Correct. The reason we choose this distribution is that it matches the TV viewership frequency distributions. In fact almost the same exact issue is observed with real data.

  1. The underlying distribution doesn’t seem to have any correlation between the two publishers (i.e. there is no correlation between the activities), how does the process cope with correlations?

It is a mixture of independent distributions, it can capture correlations. (In fact the mixture of deltas are also a mixture of independent distributions which can also capture correlations)

  1. Does the model scale to having many publishers? The model is fitting pairwise frequencies, so grouping at 20+, there are 400 (or 441) targets for a single campaign. This increases exponentially with the publisher count. Grouping the frequencies lower reduces the number of targets, but also reduces the accuracy at higher frequencies, which is precisely the espoused benefit of the virtual society approach.

The 20+ is a suggestion, in fact one can do 5+ instead and still capture the structure of the frequency distribution. It does not reduce the precision a lot. I will add an example. If a good ansatz is used (for example a power law distribution) and we fit the frequencies 1,2,3,4,5+ (note the 5+) the structure of the distribution is learned with reasonable accuracy.

  1. Can the model fitting have more than 6 groups? Or rather, is there any mechanism for this number to change itself?

Yes, of course, that 6 was just a simple example which we just threw in there. Just change it.
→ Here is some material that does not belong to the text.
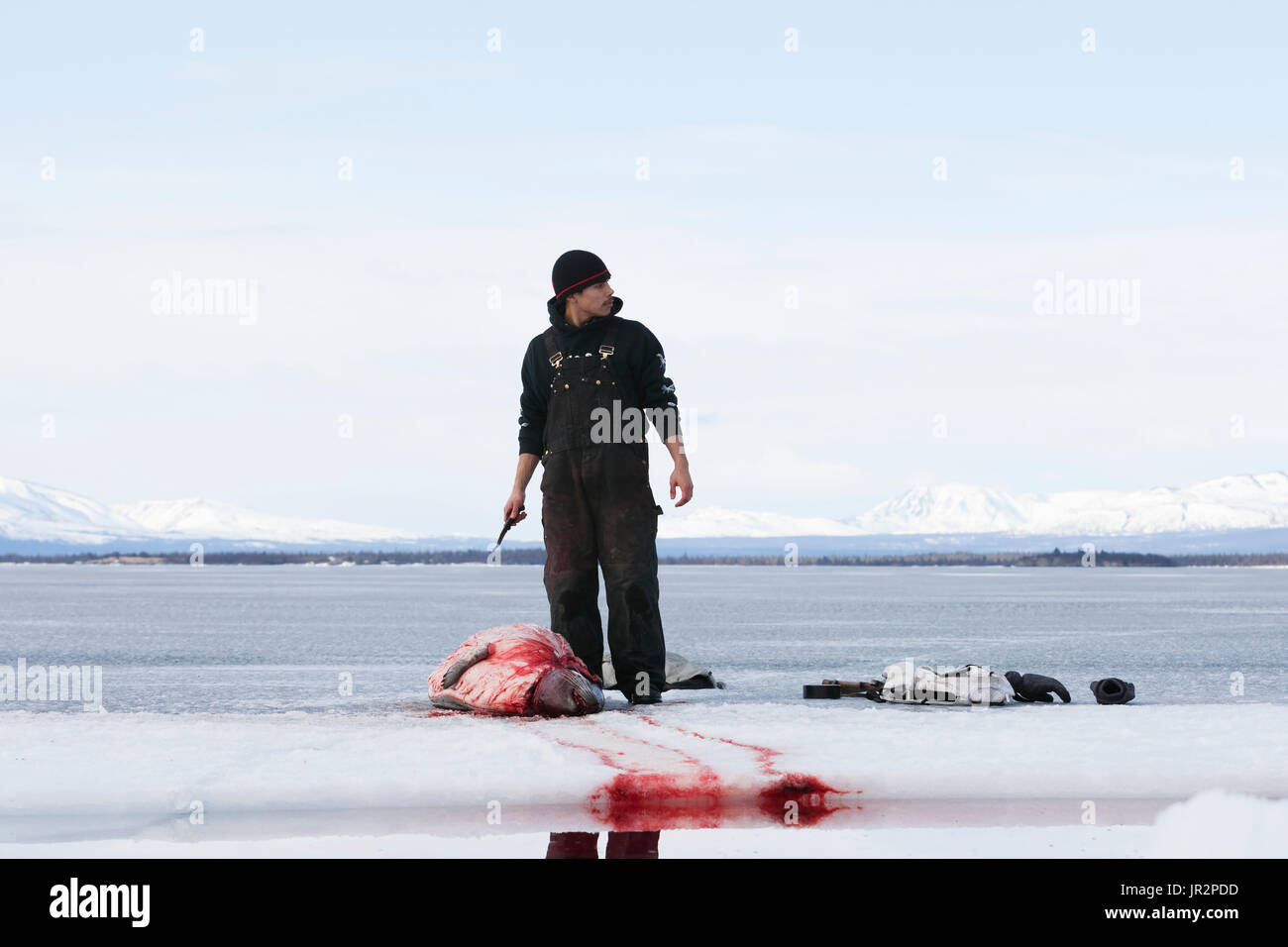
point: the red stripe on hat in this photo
(559, 292)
  1. Why are the groups mixed, rather than having fractions of respondents in each? The latter approach would allow for faster allocation, possibly?

Good point. In practice you CAN assume each group is representing a portion of society. This would be just a simple tweak.

  1. What are run times like for allocation, compared to the Dirac approach, with large VID counts?

Yes, the Dirac approach is faster - since allocation using CDFs are trivial but distribution with more structure requires numerical solutions to the CDF. But this is not a very large issue, as the VID activities can be designed to be sorted in the assignment node.

  1. Could the VID society approach for TV be implemented alongside a Dirac mixture approach for websites?

Yes, absolutely. In fact we are thinking in that direction too.